Washington: The US Air Force under a Trump administration could choose to pursue a more advanced successor to the F-35 instead of the costly Next Generation Air Dominance platform to maintain air superiority, outgoing Air Force Secretary Frank Kendall said.
Kendall suggested alternative paths for the Air Force’s future combat fleet at a Centre for Strategic and International Studies event at the think tank’s Washington headquarters, in which he outlined a report on where the department needs to be in the next 25 years.
Authored by Kendall, the report, titled “The Department of the Air Force in 2050,” amounts to a sort of valedictory in the waning days of his leadership of the department — and a warning of the threats it could face in decades to come.

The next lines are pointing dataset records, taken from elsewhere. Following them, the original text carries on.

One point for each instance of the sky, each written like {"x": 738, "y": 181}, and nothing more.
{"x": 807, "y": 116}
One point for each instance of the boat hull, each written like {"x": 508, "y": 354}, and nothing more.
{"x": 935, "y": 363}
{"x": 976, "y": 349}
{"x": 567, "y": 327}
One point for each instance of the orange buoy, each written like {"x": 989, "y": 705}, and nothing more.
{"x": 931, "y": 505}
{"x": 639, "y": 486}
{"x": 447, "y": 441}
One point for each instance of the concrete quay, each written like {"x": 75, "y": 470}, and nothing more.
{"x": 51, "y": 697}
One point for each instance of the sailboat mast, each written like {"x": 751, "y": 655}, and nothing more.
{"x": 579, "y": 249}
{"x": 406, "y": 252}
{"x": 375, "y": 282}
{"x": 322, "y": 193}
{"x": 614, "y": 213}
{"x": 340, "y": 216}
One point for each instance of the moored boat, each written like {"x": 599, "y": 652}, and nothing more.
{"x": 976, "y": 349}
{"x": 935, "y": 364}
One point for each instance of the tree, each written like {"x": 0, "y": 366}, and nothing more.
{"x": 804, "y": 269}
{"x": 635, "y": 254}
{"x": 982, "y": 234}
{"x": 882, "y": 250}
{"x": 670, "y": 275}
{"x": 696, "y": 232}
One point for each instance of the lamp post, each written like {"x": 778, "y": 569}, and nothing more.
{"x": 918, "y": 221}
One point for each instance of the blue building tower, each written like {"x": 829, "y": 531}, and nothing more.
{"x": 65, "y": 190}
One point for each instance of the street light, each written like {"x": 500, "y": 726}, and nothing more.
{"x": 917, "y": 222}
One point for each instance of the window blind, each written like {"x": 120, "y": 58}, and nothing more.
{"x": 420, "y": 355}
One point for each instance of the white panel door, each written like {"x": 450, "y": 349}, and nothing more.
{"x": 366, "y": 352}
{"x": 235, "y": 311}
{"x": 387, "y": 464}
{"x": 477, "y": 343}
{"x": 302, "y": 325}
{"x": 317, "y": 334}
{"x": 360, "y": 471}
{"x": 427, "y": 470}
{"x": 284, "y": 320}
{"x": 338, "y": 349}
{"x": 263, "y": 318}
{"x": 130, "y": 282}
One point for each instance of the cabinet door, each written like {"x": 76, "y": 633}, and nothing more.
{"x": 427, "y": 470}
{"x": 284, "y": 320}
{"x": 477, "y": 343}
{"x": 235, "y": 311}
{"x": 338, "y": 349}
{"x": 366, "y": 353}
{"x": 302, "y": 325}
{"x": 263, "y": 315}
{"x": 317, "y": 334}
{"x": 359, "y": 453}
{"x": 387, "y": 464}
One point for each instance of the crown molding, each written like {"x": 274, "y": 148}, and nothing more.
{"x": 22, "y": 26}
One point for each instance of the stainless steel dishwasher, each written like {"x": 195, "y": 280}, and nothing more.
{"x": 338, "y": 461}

“The [Air Force and Space Force] missions don’t fundamentally change [by then], but both services need to go through a transformation” by 2050, Kendall said.
The Air Force will need to procure and maintain the Sentinel intercontinental ballistic missile and B-21 Raider stealth bomber as the core of its portion of the nation’s nuclear triad, Kendall said. It must also accelerate its shift to standoff capabilities that can be launched outside an enemy’s territory, as well as mature survivable stand-in capabilities such as Next Generation Air Dominance, or NGAD, drone wingmen known as collaborative combat aircraft, or CCA, and a next-generation refueling tanker.
Kendall’s report largely calls for continuing the Space Force’s current mission — just at a larger scale and with new architectures and tactics. It predicts growth in the number of satellites in orbit and in the size of the force that will operate them. While today, there are 10,000 guardians in the Space Force, he suggested that by 2050, there will be “multiples of this number.”
China will likely remain the “pacing challenge” for the US and its allies, Kendall said. He predicted China will continue to develop militarily and be able to challenge the US and its allies not only in the Indo-Pacific region but worldwide. Russia will also remain hostile and a “serious threat,” he said, but its economic weaknesses could hinder its military ambitions.
But many “wildcards” exist that make it hard to predict 25 years in the future, Kendall said, such as unforeseen technological advances, a potential nuclear exchange between nations or a Chinese attack on Taiwan. And the department needs to make several decisions to prepare for the possibility of a very different future.